A pandemia de Covid-19 uniu os sistemas de saúde em todo o mundo com um propósito comum: garantir a capacidade de ajudar aqueles que foram afetados pelo coronavírus e minimizar seu impacto na saúde e no bem-estar das pessoas e de suas comunidades. Atuando como um desregulador radical da maneira “normal” de se fazer as coisas, a pandemia de Covid-19 acelerou as transformações na área da saúde em um ritmo sem precedentes. Nunca hospitais e organizações de saúde foram forçados a mudar tão radicalmente em um período de tempo tão curto. Vimos serviços de cuidados intensivos sendo executados virtualmente usando tecnologias digitais; organizações capacitando rapidamente funcionários e mobilizando cuidadores voluntários em grande escala; destruição de silos de local de trabalho para garantir que pacientes recebessem cuidados integrados; soluções arquitetônicas criativas para gerenciar fluxos de entrada e saída de pessoas em hospitais como parte do controle de infecções.

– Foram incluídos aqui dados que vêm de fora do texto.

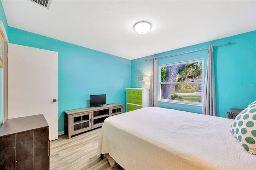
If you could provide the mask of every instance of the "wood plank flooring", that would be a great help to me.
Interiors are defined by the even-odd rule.
[[[74,135],[59,136],[50,142],[50,167],[53,170],[123,170],[121,166],[112,168],[104,156],[97,156],[101,128]]]

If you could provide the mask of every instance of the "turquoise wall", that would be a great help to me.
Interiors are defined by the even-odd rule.
[[[217,116],[228,117],[230,107],[246,108],[256,100],[256,31],[197,44],[131,61],[131,87],[140,87],[134,81],[139,70],[150,75],[151,61],[145,60],[161,57],[231,42],[232,45],[214,48]],[[203,59],[206,69],[208,50],[191,53],[158,60],[158,65]],[[205,74],[204,74],[205,75]],[[159,106],[202,113],[202,107],[159,102]]]
[[[58,52],[59,132],[64,130],[63,111],[90,106],[91,95],[106,94],[107,103],[126,103],[130,60],[12,27],[8,38],[10,43]]]
[[[6,18],[5,16],[5,13],[4,13],[4,11],[3,8],[3,5],[2,4],[2,1],[0,0],[0,20],[3,21],[3,23],[4,26],[4,28],[5,29],[5,31],[6,32],[7,36],[8,36],[9,33],[9,31],[8,30],[8,24],[7,24],[7,20],[6,20]]]
[[[8,25],[7,24],[7,21],[5,17],[5,14],[4,11],[2,2],[0,0],[0,23],[1,23],[1,21],[2,21],[4,28],[5,29],[5,31],[6,32],[7,35],[8,35]],[[1,26],[2,27],[3,26]],[[2,112],[3,108],[3,101],[2,99],[3,92],[2,91],[2,68],[0,68],[0,127],[2,126],[3,121],[3,118],[2,116],[3,114]]]

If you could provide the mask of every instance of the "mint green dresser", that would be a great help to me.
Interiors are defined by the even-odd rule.
[[[127,88],[126,112],[149,106],[149,89]]]

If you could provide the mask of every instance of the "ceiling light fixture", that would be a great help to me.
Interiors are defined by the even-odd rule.
[[[146,21],[141,21],[135,24],[134,28],[136,32],[140,34],[144,34],[149,31],[151,28],[151,25]]]

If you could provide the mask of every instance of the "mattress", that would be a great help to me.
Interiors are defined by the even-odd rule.
[[[105,119],[98,154],[127,170],[256,169],[230,132],[233,120],[146,107]]]

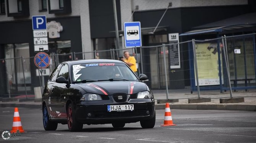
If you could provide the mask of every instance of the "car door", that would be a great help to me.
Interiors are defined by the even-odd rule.
[[[49,80],[46,84],[45,86],[47,86],[47,90],[48,91],[49,94],[46,95],[44,97],[44,100],[45,101],[45,103],[47,105],[48,111],[50,113],[49,116],[50,116],[51,118],[55,118],[56,117],[56,112],[55,106],[54,103],[56,102],[55,99],[54,95],[53,95],[53,92],[52,89],[53,87],[54,86],[56,82],[56,80],[58,73],[60,70],[60,68],[62,66],[62,64],[59,64],[52,72],[52,75],[51,75]]]
[[[57,77],[64,77],[66,79],[68,79],[68,66],[66,64],[63,64],[60,70]],[[67,84],[55,83],[52,86],[52,91],[54,100],[53,102],[55,107],[55,111],[57,115],[56,118],[66,118],[65,107],[64,106],[64,100],[66,98],[65,94],[67,90]]]

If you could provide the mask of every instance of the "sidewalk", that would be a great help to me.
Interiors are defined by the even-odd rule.
[[[180,90],[170,90],[169,91],[168,99],[172,100],[177,100],[175,102],[169,102],[171,109],[189,109],[189,110],[237,110],[250,111],[256,111],[256,92],[254,91],[246,92],[234,92],[233,98],[243,97],[244,102],[228,103],[220,103],[220,99],[230,98],[229,92],[220,94],[212,92],[201,92],[200,97],[211,99],[209,102],[188,103],[189,99],[196,99],[198,95],[196,92],[191,94],[190,93],[184,94],[181,93]],[[166,92],[164,90],[153,91],[156,100],[156,108],[157,110],[165,109],[165,103],[158,104],[160,100],[167,99]],[[211,93],[211,94],[209,94]],[[35,102],[33,101],[23,102],[13,101],[2,102],[0,101],[0,107],[17,107],[29,108],[42,108],[41,102]]]

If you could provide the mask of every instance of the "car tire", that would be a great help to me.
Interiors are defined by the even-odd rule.
[[[68,105],[67,110],[68,127],[70,132],[79,132],[83,129],[83,124],[76,121],[74,107],[70,103]]]
[[[153,128],[156,123],[156,113],[152,119],[147,120],[142,120],[140,121],[141,126],[143,128]]]
[[[125,126],[125,123],[112,123],[112,126],[114,128],[122,128]]]
[[[47,107],[45,104],[43,106],[43,124],[45,130],[55,130],[58,127],[57,123],[50,121]]]

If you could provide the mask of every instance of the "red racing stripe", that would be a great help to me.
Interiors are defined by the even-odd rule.
[[[104,90],[102,89],[101,88],[99,87],[98,86],[96,86],[96,85],[95,85],[95,84],[91,84],[91,83],[87,84],[87,85],[89,85],[89,86],[92,86],[96,88],[99,90],[100,91],[102,92],[103,92],[104,94],[107,95],[108,95],[107,94],[107,92],[106,92],[105,91],[104,91]]]
[[[134,84],[133,83],[131,83],[130,84],[130,94],[132,94],[133,92],[133,87]]]

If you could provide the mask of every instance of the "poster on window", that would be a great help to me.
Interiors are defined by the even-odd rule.
[[[199,86],[219,85],[219,60],[217,43],[197,43],[195,45],[195,48]],[[220,48],[220,54],[222,52],[221,49]],[[221,55],[220,57],[220,63],[222,63]],[[223,84],[222,65],[221,66],[222,81]],[[194,69],[195,69],[195,68]],[[195,77],[196,76],[195,70]],[[195,83],[196,86],[197,86],[196,80]]]
[[[179,33],[169,34],[169,43],[172,44],[169,46],[168,51],[170,69],[180,68],[180,55]]]

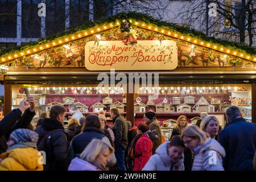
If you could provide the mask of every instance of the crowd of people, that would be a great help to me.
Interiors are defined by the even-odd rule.
[[[109,126],[104,111],[85,118],[71,105],[65,126],[66,109],[56,105],[33,127],[36,102],[28,96],[0,122],[0,170],[256,170],[256,124],[235,106],[226,110],[223,129],[207,113],[196,125],[180,115],[164,141],[152,111],[135,126],[112,108]]]

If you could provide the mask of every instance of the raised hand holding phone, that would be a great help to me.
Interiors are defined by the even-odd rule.
[[[26,94],[27,95],[27,100],[26,100],[26,101],[30,104],[30,111],[34,112],[35,109],[37,101],[33,96],[30,95],[28,90],[27,88],[24,88],[24,90],[25,91]]]

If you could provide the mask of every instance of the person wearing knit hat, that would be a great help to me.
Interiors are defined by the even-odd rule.
[[[149,119],[152,119],[155,117],[155,113],[152,111],[148,111],[145,113],[145,115]]]
[[[153,148],[153,143],[147,133],[149,129],[148,126],[144,123],[140,124],[137,128],[138,135],[134,139],[135,144],[134,152],[135,155],[134,156],[133,171],[142,169],[151,156]],[[137,139],[137,137],[139,138]],[[132,142],[132,143],[133,142]]]
[[[19,129],[13,131],[7,152],[1,155],[0,171],[43,171],[38,140],[38,134],[34,131]]]
[[[156,140],[153,142],[153,154],[155,150],[162,143],[162,131],[159,123],[156,121],[155,113],[152,111],[145,113],[143,116],[143,120],[146,124],[148,125],[149,130],[155,134]]]

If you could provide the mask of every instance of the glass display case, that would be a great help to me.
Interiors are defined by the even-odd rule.
[[[159,84],[159,87],[141,87],[135,96],[135,122],[139,123],[143,112],[156,113],[157,120],[164,125],[179,116],[185,115],[188,122],[195,124],[201,112],[215,115],[223,127],[226,123],[225,112],[228,107],[236,105],[243,117],[251,122],[251,84]]]
[[[126,116],[126,100],[123,88],[98,88],[85,85],[13,85],[12,109],[18,107],[20,102],[26,99],[25,87],[38,100],[34,120],[38,119],[40,113],[49,112],[51,107],[56,105],[66,108],[67,120],[71,115],[68,110],[70,104],[76,105],[84,115],[104,110],[108,119],[110,109],[116,107],[122,115]]]

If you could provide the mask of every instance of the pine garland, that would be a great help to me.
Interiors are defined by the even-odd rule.
[[[67,36],[73,34],[77,34],[82,31],[90,30],[93,28],[97,28],[99,26],[115,22],[117,20],[122,21],[123,19],[126,20],[131,20],[134,22],[137,21],[143,22],[147,24],[157,26],[159,28],[164,28],[170,31],[181,34],[185,36],[196,38],[202,41],[214,44],[214,45],[216,45],[217,46],[225,47],[227,48],[235,49],[249,55],[251,56],[255,56],[255,55],[256,55],[256,49],[249,47],[245,44],[216,39],[214,37],[208,37],[203,32],[196,31],[193,29],[190,29],[189,27],[180,26],[173,23],[161,21],[160,19],[154,19],[148,15],[132,11],[127,13],[119,13],[106,19],[102,19],[97,21],[94,21],[94,22],[88,21],[79,27],[70,30],[67,32],[56,34],[43,39],[39,40],[36,42],[29,42],[26,44],[17,46],[15,48],[0,49],[0,56],[3,57],[10,54],[13,54],[16,52],[20,52],[25,49],[33,48],[39,45],[51,42],[53,40],[57,40],[59,39],[65,38]]]

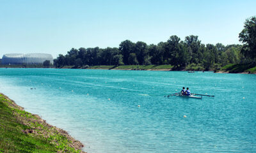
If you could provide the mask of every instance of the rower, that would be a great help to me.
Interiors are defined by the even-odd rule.
[[[187,90],[186,91],[186,95],[187,95],[187,96],[189,96],[190,95],[190,91],[188,89],[188,87],[187,87]]]
[[[182,90],[181,90],[180,93],[182,95],[185,95],[186,94],[186,89],[185,87],[182,87]]]

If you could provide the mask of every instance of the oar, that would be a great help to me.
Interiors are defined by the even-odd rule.
[[[214,97],[214,96],[206,95],[206,94],[192,94],[200,95],[200,96],[208,96],[208,97]]]
[[[176,94],[179,94],[179,93],[175,93],[175,94],[168,94],[168,95],[164,96],[164,97],[170,97],[170,96],[172,96],[176,95]]]

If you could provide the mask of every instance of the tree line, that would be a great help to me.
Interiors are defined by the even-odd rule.
[[[84,65],[171,64],[176,69],[196,66],[198,70],[208,70],[228,64],[255,62],[255,17],[248,18],[244,22],[244,29],[239,36],[243,45],[205,45],[201,43],[198,36],[194,35],[186,36],[184,40],[172,36],[166,41],[157,45],[125,40],[120,43],[118,48],[73,48],[67,55],[60,54],[54,60],[54,64],[56,68]]]

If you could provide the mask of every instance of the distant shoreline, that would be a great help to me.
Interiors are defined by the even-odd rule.
[[[163,68],[164,67],[164,68]],[[167,67],[168,68],[165,68]],[[216,71],[214,69],[209,69],[208,71],[204,70],[195,70],[193,69],[173,69],[173,66],[171,65],[124,65],[124,66],[80,66],[75,67],[74,66],[65,66],[61,68],[55,68],[51,66],[46,68],[54,68],[54,69],[105,69],[105,70],[136,70],[136,71],[214,71],[216,73],[237,73],[237,74],[256,74],[256,71],[241,71],[235,72],[233,71],[228,71],[225,69],[221,69]],[[225,66],[224,66],[225,67]],[[224,68],[223,67],[223,68]],[[44,67],[24,67],[22,66],[8,66],[4,67],[3,65],[0,66],[0,68],[45,68]]]

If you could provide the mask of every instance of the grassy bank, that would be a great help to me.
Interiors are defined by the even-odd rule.
[[[83,144],[0,93],[0,152],[83,152]]]
[[[42,64],[38,65],[2,65],[0,64],[0,68],[44,68],[44,66]],[[49,68],[53,68],[54,66],[51,65]]]
[[[256,73],[256,64],[230,64],[222,67],[217,72]]]
[[[74,66],[65,66],[60,68],[78,68],[78,69],[132,69],[132,70],[166,70],[170,71],[173,68],[172,65],[122,65],[122,66],[83,66],[76,67]]]

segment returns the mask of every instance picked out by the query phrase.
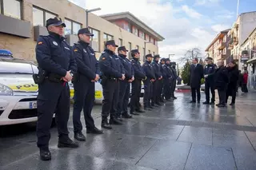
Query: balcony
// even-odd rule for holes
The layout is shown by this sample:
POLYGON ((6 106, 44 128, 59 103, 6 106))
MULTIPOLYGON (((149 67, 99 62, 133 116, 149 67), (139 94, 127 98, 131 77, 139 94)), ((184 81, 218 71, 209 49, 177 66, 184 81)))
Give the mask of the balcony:
POLYGON ((217 45, 217 48, 219 50, 223 49, 225 47, 226 47, 226 43, 223 42, 220 42, 217 45))
POLYGON ((233 42, 233 44, 234 45, 237 45, 238 44, 238 39, 237 37, 234 37, 234 42, 233 42))

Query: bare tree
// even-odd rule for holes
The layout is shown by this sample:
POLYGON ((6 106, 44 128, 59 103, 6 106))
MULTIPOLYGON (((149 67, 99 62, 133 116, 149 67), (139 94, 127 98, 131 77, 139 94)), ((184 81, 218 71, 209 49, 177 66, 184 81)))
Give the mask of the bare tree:
POLYGON ((194 58, 202 58, 202 52, 200 49, 198 48, 193 48, 189 50, 187 50, 184 55, 184 57, 180 58, 181 61, 191 61, 194 58))

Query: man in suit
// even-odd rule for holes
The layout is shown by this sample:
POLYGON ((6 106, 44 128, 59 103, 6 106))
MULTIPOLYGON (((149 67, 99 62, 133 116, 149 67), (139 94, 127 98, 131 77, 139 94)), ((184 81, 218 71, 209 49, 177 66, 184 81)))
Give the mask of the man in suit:
POLYGON ((190 103, 196 102, 196 96, 198 98, 198 103, 200 103, 200 87, 202 78, 203 78, 203 67, 202 65, 198 64, 198 59, 195 57, 193 59, 190 67, 190 87, 192 92, 192 101, 190 103))

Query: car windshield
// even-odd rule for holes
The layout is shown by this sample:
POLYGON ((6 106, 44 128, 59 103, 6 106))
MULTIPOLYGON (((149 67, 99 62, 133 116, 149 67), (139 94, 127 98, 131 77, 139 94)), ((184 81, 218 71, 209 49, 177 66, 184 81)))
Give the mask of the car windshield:
POLYGON ((22 62, 0 61, 0 73, 38 73, 36 65, 22 62))

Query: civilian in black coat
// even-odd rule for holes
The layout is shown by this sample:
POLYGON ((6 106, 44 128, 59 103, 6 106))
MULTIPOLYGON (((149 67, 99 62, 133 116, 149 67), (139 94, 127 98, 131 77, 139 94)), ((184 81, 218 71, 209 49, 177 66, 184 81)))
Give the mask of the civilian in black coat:
POLYGON ((198 64, 198 59, 193 59, 193 64, 190 67, 190 87, 192 92, 192 101, 190 103, 196 102, 196 93, 198 97, 198 102, 200 103, 201 93, 201 79, 203 78, 203 67, 198 64))
POLYGON ((230 62, 227 70, 229 73, 230 82, 228 84, 226 93, 226 103, 227 103, 229 96, 231 96, 232 101, 230 105, 234 105, 237 93, 237 85, 239 79, 239 70, 237 64, 234 61, 230 62))
POLYGON ((218 107, 226 106, 226 91, 229 83, 229 75, 227 69, 224 66, 223 61, 218 61, 218 69, 214 74, 214 87, 218 89, 219 104, 218 107))

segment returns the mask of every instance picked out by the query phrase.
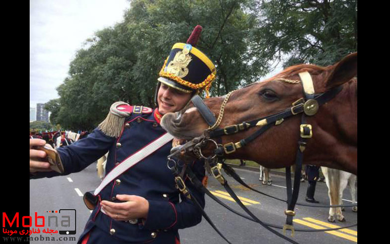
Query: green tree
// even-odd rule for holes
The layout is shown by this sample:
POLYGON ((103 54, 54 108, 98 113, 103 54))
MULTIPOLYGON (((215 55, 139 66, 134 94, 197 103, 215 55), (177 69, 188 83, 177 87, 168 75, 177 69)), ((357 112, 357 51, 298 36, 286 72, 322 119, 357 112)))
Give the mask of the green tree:
POLYGON ((45 109, 50 112, 49 120, 53 124, 57 124, 58 121, 58 113, 60 111, 61 105, 60 99, 53 99, 45 103, 45 109))
MULTIPOLYGON (((194 27, 204 26, 198 47, 215 63, 212 94, 222 95, 264 71, 250 65, 246 38, 254 25, 246 0, 138 0, 124 20, 87 40, 57 88, 58 122, 90 129, 119 100, 154 107, 158 72, 173 45, 185 42, 194 27), (248 75, 250 74, 250 75, 248 75)), ((249 5, 248 5, 249 6, 249 5)))
POLYGON ((357 49, 357 0, 133 0, 122 22, 77 51, 49 106, 54 123, 90 130, 115 101, 154 107, 170 48, 198 24, 197 47, 217 70, 212 96, 258 81, 275 62, 326 66, 357 49))

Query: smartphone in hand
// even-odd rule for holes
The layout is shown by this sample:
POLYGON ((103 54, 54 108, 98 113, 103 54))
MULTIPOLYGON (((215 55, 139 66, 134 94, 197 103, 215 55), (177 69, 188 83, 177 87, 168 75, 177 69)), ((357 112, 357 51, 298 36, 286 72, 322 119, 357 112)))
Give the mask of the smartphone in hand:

Essas mudanças, em muitos casos, incorporaram um redesenho fundamental dos serviços, com profundas implicações tanto para a equipe quanto para os pacientes. Embora a principal catalisadora para as mudanças tenha sido a necessidade urgente de controle da infecção pelo coronavírus, é notável que algumas delas tenham sido priorizadas para os sistemas de saúde, nos quais havia progresso limitado antes da pandemia. Este cenário pandêmico forneceu um novo contexto, que permitiu que suposições e normas anteriormente arraigadas sobre como o atendimento deve ser prestado fossem reexaminadas com urgência e, se necessário, alteradas. Para apoiar sua comunidade a perceber os benefícios dessas mudanças, a Federação Internacional de Hospitais (IHF, do inglês International Hospital Federation) estabeleceu a Força-Tarefa “Além da Covid-19”.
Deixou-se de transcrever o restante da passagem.